Not many people know it, but the roots of ai translator date back to the 1950s. In the mid-50s, IBM unveiled the first-ever AI machine that can translate a few select words—250 words to be exact, and they are all Russian to English.
The breakthrough was short-lived. In 1964, the Automatic Language Processing Advisory Committee released a report proclaiming that machines could never produce accurate translations and investing in them is a waste of money.
It’s a good thing that scientists were persistent. The IBM model serves as the basis for what would become the ai translator using statistical machine translation technology.
So What is Statistical MT?
At the heart of the Statistical MT is the predictive algorithm used by the computer on how to translate a statement. It takes a lot of input to create accurate linguistic data to make the translation more accurate as time goes on.
Among the different subgroups of Statistical MT are:
- Word-based translation
- Phrase-based translation
- Hierarchical phrase-based
Simply put, the model works by examining a statement and taking key words to “predict” what it means. So you have a basic understanding of what the speaker is trying to say, but it’s not a word-for-word translation.

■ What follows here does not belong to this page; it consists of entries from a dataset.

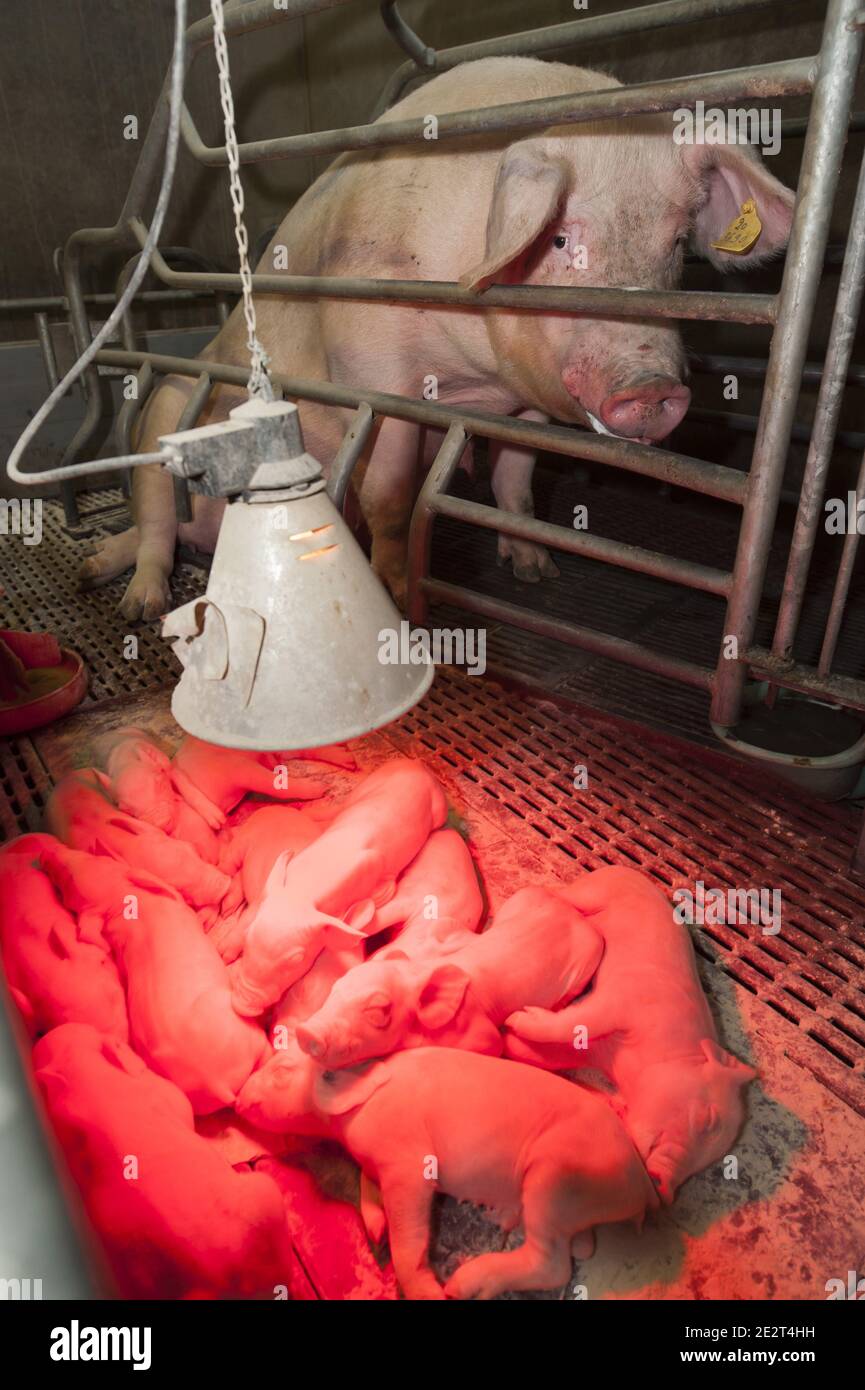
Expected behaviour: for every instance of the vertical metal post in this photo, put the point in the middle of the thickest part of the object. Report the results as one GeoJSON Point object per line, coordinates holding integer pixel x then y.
{"type": "Point", "coordinates": [348, 453]}
{"type": "Point", "coordinates": [420, 531]}
{"type": "Point", "coordinates": [833, 89]}
{"type": "Point", "coordinates": [825, 424]}
{"type": "Point", "coordinates": [189, 417]}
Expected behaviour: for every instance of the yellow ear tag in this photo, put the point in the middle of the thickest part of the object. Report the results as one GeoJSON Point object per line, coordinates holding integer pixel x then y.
{"type": "Point", "coordinates": [741, 232]}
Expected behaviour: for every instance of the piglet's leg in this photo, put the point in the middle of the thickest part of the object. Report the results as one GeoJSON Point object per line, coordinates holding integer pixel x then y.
{"type": "Point", "coordinates": [408, 1207]}
{"type": "Point", "coordinates": [543, 1261]}
{"type": "Point", "coordinates": [274, 783]}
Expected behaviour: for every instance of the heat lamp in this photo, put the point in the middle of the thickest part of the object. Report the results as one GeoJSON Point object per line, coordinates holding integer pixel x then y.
{"type": "Point", "coordinates": [285, 648]}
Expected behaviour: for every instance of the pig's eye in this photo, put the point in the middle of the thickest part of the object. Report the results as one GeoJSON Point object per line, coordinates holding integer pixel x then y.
{"type": "Point", "coordinates": [378, 1011]}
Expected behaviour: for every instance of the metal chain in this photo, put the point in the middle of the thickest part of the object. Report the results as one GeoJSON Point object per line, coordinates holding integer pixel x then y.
{"type": "Point", "coordinates": [259, 378]}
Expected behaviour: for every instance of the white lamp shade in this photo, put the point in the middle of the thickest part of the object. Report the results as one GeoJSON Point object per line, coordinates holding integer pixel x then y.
{"type": "Point", "coordinates": [287, 647]}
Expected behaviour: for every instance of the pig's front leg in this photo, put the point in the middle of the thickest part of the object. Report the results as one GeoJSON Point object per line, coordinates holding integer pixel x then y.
{"type": "Point", "coordinates": [543, 1261]}
{"type": "Point", "coordinates": [408, 1204]}
{"type": "Point", "coordinates": [512, 469]}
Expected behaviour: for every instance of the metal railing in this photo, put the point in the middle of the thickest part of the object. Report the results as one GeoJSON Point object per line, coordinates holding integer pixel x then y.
{"type": "Point", "coordinates": [829, 78]}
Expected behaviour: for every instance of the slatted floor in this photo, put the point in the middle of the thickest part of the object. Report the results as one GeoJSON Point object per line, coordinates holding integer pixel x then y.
{"type": "Point", "coordinates": [675, 811]}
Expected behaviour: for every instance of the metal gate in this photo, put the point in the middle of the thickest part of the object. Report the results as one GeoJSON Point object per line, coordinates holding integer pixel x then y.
{"type": "Point", "coordinates": [828, 77]}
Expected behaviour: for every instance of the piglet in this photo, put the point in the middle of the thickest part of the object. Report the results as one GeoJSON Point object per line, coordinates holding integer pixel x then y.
{"type": "Point", "coordinates": [647, 1026]}
{"type": "Point", "coordinates": [146, 784]}
{"type": "Point", "coordinates": [438, 900]}
{"type": "Point", "coordinates": [248, 855]}
{"type": "Point", "coordinates": [349, 869]}
{"type": "Point", "coordinates": [278, 1096]}
{"type": "Point", "coordinates": [56, 972]}
{"type": "Point", "coordinates": [486, 1130]}
{"type": "Point", "coordinates": [538, 950]}
{"type": "Point", "coordinates": [224, 776]}
{"type": "Point", "coordinates": [82, 815]}
{"type": "Point", "coordinates": [175, 1219]}
{"type": "Point", "coordinates": [177, 987]}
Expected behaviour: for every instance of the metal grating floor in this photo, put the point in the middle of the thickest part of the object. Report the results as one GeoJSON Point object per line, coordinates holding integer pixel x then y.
{"type": "Point", "coordinates": [676, 811]}
{"type": "Point", "coordinates": [671, 619]}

Evolution in Machine Translation
In 2003, some University of Montreal researchers, led by YoshuaBengio, have created a new language model that took advantage of neural networks.
A neural network is defined as a sequence of algorithms that tries to find a connection in the data. What makes it different is that it tries to imitate how the human brain works. Their language model is the father of modern Neural Machine Translation (NMT).
It wasn’t until a decade later when NMT would hit a breakthrough, thanks to the encoder-decoder language developed by Phil Blunsom and NalKalchbrenner. Deep learning became possible when they developed a structure that inputs data into the Convolutional Neural Network, which will then be decoded using a Recurrent Neural Network.
Thus, the AI translator using NMT was born.
- NMT uses more extensive linguistic data compared to Statistical MT
- NMT fills in the gap caused by the natural data sparsity of Statistical MT
- SMT is still better when parsing long and complex sentences
- NMT works better in analyzing commonality in words compared to Statistical MT
- NMT is much more accurate in translating between languages
- NMT can be used on one system rather than a series of systems which Statistical MT relies on
- NMT has the machine-learning capability, which means it can learn to be more accurate on its own. Statistical MT is rule-based
- NMT has zero-shot translation capabilities whereas Statistical MT has none
The problem with language is that it’s never simple. For instance, the Statistical MT uses a pivot that allows the machine to come up with the most accurate translation. For example, if it’s trying to translate Russian to English but couldn’t find the meaning of the word, it looks for a pivot, in this case, the Polish language.
However, using this model, errors in language are carried over onto the translation. The NMT, meanwhile, is not heavily dependent on the pivot. Instead, all language data are fed into the system, and the translator will try to find the relationship between multiple sets of data.